Kirsten Pennings is a student of Applied Musicology
"I followed the bachelor musicology at Utrecht University. The different cultures, interests and backgrounds of my fellow students were a nice touch to the master. This made group projects – such as creating, designing, and writing a magazine together – diverse and interesting. The prospect of applied courses in the Applied Musicology master was why I chose for this master. I did not know whether I would want to follow an entire master on cultural journalism. So, this master with applied courses in journalism, producing and knowledge on the Dutch and international music infrastructure was wide enough for me to discover what subjects I like and would want to make a career out of eventually.
Some knowledge of the applied courses I can use in everyday life. I use basic knowledge on copyright, streaming services and deals with labels in interpreting news articles on acts, when I listen to music industry podcasts or when I hear music being played in a shopping mall or restaurant. Through my production and events internship at GRAP Amsterdam, I learned how to combine gained knowledge with practical skills. In addition, I saw the pop infrastructure and network mapped out in front of me. You can learn how managers, stages, agencies, and media work together in class, but it is different if you see the faces behind each of these institutions and functions.

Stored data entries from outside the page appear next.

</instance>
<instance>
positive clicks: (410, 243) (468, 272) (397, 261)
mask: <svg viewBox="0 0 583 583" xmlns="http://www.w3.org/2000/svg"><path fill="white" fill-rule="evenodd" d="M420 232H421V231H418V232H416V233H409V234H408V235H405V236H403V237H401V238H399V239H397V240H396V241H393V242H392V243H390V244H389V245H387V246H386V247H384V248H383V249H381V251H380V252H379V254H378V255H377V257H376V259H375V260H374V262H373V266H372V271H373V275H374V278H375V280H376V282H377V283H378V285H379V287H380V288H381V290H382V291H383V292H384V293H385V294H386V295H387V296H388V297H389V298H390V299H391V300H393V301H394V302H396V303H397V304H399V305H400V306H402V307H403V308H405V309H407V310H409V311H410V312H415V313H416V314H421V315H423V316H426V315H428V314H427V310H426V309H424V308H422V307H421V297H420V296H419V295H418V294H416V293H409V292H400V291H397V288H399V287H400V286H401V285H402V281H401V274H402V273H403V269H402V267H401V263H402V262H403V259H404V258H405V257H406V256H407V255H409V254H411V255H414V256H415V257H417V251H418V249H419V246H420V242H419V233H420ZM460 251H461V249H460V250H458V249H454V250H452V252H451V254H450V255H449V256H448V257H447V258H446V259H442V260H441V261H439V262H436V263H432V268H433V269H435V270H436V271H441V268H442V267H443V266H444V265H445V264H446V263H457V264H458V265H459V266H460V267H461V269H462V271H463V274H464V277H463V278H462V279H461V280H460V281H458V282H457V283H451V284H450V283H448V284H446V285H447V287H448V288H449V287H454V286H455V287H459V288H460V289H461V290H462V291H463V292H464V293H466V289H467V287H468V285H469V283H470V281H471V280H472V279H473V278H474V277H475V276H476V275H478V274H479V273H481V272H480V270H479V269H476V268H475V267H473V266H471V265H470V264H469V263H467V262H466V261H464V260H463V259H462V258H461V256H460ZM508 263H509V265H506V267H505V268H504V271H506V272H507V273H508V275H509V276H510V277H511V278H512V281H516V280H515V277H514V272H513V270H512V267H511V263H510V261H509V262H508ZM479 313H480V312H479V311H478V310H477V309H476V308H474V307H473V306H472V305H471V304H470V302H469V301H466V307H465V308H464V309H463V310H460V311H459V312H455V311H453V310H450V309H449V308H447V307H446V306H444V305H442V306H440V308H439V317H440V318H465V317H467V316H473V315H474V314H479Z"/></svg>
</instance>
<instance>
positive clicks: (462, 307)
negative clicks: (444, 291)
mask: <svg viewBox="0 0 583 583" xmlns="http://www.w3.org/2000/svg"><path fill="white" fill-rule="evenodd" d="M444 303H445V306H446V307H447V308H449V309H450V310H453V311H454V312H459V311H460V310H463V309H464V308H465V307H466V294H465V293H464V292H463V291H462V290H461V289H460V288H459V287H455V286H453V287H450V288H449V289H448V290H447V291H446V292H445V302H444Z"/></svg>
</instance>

My internship was my first step into the Dutch pop music industry. I know I need to develop more skills and extend my network. That is why I take a gap year with a student job to pay the rent and I will volunteer at different festivals (Into the Great Wide Open) and stages. I want to work somewhere backstage in the pop music industry, but what and where I don’t know yet."
Former student Frank Adams is Chief Conductor of the Symphony Orchestra of Students University of Wageningen (WSKOV)

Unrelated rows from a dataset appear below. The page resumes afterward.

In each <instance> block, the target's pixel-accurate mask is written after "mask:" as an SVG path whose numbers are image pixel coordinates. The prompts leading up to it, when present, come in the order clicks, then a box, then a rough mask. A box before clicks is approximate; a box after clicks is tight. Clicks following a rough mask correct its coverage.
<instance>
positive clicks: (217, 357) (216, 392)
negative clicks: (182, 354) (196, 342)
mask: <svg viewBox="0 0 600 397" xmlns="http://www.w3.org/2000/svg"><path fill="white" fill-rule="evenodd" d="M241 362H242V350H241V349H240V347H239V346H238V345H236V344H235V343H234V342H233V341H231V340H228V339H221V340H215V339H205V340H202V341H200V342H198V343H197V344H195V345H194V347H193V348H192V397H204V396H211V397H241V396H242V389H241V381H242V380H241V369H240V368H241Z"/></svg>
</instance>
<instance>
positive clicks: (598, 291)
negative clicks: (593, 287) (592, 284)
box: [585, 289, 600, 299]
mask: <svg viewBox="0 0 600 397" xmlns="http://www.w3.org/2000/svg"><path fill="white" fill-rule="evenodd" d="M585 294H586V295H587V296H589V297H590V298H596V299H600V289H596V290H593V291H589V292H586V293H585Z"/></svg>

"As a conductor (check the link to see a performance), I have always been involved in the study of musical scores. During my studies at the conservatory of Utrecht, I mainly focused on the technical aspects of the discipline. Once working as an orchestra conductor, I experienced the importance of the scientific study of music. For instance: conducting a symphony of Brahms required me to relate to questions of how the symphony functioned in its historical context. How did they perform it in Brahms’ time? How many and which kinds of musicians constituted the orchestra?

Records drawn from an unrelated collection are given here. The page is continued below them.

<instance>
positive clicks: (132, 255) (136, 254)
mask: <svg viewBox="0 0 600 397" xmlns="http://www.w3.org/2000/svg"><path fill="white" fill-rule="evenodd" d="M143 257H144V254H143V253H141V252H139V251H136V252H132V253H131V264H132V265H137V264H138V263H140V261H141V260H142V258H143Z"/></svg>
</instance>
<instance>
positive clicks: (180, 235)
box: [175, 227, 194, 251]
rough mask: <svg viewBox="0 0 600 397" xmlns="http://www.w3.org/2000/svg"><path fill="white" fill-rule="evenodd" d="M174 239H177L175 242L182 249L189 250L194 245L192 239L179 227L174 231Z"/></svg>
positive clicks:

Because of this interest in the scientific aspects of music I decided to apply for the Master’s programme at Utrecht University. The courses in musical theory offered by the programme are much more in-depth than those offered in similar courses at Dutch conservatories. All the topics under consideration stimulate varied and extensive discussions on music. Practical knowledge can be broadened and deepened on the basis of scientific methodologies.
As Utrecht University is really flexible with respect to attending courses, I was perfectly able to combine my employments as an orchestra conductor with the premaster trajectory. Moreover, the programme Applied Musicology offers a substantive elaboration that can be put to use in different professional contexts. For me it contributed to a deepening of my activities as a conductor, but it is certainly also beneficial for musicians or teachers at a school of music or high school. In short, I would recommend everyone interested in or working in the field of music to apply for this programme."
Former student Hanna den Hollander works as an editor for Podium Witteman and Top2000 a Gogo
"The Applied Musicology Master combines academic knowledge with practical skills for the job market. This combination was ideal for me.
During my master I chose to focus mainly on music, media and digitalisation. Out of sheer interest and because it had much to do with my internship as an (online) editor at a TV programme on classical music. Many things I learned in class were directly applicable for my research for this programme.
When I finished my internship, I landed a job at the same company. I still work full-time in broadcasting and have worked for various TV programmes (Top 2000 a Gogo, Podium Witteman, College Tour). I am in charge of the online communication (where my knowledge of digital music comes in quite handy), and I do background research, mainly focussed on images (where everything I learned on music and media is useful). My master really gave me a head start."
Daniël Steneker followed a research internship at the International Franz Liszt Piano Competition
"After obtaining my bachelor degree in media studies, I wanted to deepen my knowledge of the interaction between media and music. Therefore I subscribed to the pre-master and master programme Applied Musicology.
During my master studies, I followed an internship trial at the International Franz Liszt Piano Competition. This research internship happened to coincide with the quadricentennial celebration of diplomatic and commercial relationships between Turkey and the Netherlands. The Liszt Competition followed onto this occasion by organizing a concert about Liszt’s short but remarkable residence in the summer of 1847. Liszt was one of the first Western musicians to be invited to the sultanic palaces. Not only did I delve into old newspapers reporting the event, I also travelled to Istanbul to visit the palaces where he performed, his temporary residence and even the bathhouse where he went for relaxation.
Apart from the ‘Lisztanbul’ project, my activities at the Liszt Competition ranged from the production of concerts to serving cheese to music competition staff members from all over the world, dressed in ‘traditional Dutch garments’.
In my thesis, I combined the knowledge from my media studies background with my newly acquired musicological insights. I analysed the record cover of classical music records through the decades as a platform for both visually interpreting the music and addressing the audience. During the writing process, I experienced a lot of support from my lecturer for this interdisciplinary approach. Next summer I will present a selection of the findings from my thesis on an international music conference in Norway."